There was a time when Java and C# were all an enterprise developer really needed to know in terms of programming languages. Today, that's no longer the case.

Language proliferation and integration is becoming a key development challenge as enterprises find themselves adopting a variety of languages for mission-critical applications.

To Tim Bray, director of Web technologies at Sun and the co-author of XML , not only is an era of language proliferation upon us, the sole way an enterprise can cope is to be open.

"We're headed for a heterogeneous future," Gray told InternetNews.com. "I don't think any [languages] will be wiped out, so as a corollary, we all need to be worried more about integration strategies for heterogeneous environments."
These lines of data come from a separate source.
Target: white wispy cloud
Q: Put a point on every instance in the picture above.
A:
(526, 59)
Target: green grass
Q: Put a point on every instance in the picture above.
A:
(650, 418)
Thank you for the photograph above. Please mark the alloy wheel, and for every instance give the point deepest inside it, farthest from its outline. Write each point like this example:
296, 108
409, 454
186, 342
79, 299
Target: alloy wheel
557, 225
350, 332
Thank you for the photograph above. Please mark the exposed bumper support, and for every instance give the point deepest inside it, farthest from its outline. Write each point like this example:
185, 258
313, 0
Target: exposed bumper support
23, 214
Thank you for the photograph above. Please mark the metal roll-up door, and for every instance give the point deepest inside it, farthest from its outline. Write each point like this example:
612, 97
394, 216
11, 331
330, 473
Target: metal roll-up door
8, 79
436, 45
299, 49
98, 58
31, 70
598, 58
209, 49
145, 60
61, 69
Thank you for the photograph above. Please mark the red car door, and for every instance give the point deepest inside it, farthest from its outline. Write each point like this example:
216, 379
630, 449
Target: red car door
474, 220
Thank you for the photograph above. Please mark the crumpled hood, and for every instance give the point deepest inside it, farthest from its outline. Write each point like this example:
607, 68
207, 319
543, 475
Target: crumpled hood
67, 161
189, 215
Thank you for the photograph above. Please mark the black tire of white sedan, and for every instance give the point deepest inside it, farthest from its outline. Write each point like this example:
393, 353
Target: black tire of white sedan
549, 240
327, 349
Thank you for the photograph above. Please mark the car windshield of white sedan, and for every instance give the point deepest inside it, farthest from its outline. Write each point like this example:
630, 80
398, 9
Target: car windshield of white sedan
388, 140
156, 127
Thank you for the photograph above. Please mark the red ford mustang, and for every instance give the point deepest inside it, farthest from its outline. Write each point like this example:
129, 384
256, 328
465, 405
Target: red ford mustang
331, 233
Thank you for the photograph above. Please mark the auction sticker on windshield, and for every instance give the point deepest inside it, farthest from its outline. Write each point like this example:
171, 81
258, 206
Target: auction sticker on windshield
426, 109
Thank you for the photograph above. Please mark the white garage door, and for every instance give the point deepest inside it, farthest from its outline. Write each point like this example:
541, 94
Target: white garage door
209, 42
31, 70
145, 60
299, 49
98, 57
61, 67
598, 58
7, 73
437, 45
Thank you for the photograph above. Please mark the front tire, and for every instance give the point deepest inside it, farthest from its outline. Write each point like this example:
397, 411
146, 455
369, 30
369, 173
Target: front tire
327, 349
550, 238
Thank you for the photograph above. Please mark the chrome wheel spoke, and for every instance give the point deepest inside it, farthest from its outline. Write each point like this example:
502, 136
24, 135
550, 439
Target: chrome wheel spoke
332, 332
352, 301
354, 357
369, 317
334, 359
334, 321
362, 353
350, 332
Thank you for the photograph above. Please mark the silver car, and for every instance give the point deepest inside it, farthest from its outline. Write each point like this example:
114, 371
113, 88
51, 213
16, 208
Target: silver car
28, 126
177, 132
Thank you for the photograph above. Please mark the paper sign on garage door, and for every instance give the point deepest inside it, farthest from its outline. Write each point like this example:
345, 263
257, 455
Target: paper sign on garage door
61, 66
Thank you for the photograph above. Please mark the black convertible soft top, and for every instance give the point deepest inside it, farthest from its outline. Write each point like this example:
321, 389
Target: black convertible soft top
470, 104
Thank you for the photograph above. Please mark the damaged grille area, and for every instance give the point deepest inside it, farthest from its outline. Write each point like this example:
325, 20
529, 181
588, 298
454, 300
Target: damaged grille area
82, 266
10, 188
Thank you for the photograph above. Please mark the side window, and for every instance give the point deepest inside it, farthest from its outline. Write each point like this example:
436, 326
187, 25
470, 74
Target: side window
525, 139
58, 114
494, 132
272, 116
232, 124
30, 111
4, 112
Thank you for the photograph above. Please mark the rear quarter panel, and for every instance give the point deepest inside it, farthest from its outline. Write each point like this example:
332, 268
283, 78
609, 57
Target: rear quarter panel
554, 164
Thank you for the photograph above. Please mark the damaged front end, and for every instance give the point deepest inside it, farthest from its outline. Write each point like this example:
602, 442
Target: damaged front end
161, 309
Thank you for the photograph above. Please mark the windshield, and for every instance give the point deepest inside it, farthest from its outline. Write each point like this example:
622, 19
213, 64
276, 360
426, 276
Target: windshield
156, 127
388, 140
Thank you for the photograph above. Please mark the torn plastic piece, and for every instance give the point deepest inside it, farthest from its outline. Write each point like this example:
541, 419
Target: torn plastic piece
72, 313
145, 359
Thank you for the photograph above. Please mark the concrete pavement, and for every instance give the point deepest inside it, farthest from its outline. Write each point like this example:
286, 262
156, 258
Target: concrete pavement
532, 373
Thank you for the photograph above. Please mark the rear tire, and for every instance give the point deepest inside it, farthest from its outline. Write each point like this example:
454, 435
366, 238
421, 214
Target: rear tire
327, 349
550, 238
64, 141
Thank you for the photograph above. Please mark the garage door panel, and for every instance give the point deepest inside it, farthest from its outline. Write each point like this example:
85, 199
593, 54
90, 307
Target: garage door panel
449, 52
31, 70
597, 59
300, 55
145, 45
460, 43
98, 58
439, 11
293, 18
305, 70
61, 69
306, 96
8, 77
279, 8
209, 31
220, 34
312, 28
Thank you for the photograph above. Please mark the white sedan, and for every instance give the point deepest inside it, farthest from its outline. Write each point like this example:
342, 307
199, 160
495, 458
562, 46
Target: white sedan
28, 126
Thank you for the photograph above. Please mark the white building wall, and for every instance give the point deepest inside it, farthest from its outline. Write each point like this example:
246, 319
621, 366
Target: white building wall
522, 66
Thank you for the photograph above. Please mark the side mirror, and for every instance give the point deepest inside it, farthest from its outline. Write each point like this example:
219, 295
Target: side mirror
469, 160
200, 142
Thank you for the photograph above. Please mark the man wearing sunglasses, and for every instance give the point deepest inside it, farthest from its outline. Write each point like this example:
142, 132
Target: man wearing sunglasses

Bray argued that in the last few years, Ruby on Rails, Python, PHP and other development languages are now being used for mission-critical enterprise applications. The days when the CIO could say they're a Java or .NET shop just aren't here anymore, he said.

For Sun, the need to understand language diversity isn't just a curiosity -- it's also good business strategy.

"We sell stuff at Sun and if developers want to build in Rails, then we want to be their friends -- so when it comes time to deploy, they'll deploy on Sun," Bray said.

The issue of language proliferation isn't just limited to programming languages, either. It also extends to wire messaging formats as well, which has seen the rise of formats like the popular JavaScript Object Notation (JSON), for use in AJAX-type applications as a replacement for XML. More recent efforts include Google's Protocol Buffers, intended as a faster and simpler format than XML for certain types of data interchange.

"XML doesn't have the monopoly it used to have," Bray said. "It used to be that if you wanted to send messages back and forth across the wire, XML was the only game in town."

"Clearly, there is going to more heterogeneity for wire formats, too," he added. "Increasingly, given that the future will have more than two programming languages, there will be a lot more messages being passed around."

Bray comes to the issue from a unique perspective. As a co-author of the original XML specifications, he helped create a language that at one point had been intended to become the lingua franca for all Web communications.

He now admits that he wasn't entirely accurate in his original vision of where XML would end up.

"I was so completely wrong on everything," Bray admitted. "We thought we were going to replace HTML and that turned out to be a silly idea. It turned out be used for syndication feeds and purchase orders and a million other things, and that's fine. Things find their own level."

However, in today's world of language proliferation, Bray has another favorite approach for exchanging information.

"I am a strong partisan of the REST approach, which provides a Web-based approach for integration of anything to anything," Bray said. "REST isn't tied to XML or JSON but it makes it easy to use either."

Recent months have seen REST find other fans of its approach. In December, the developers behind Ruby on Rails 2.0 came out in support of the protocol in lieu of SOAP for Web services.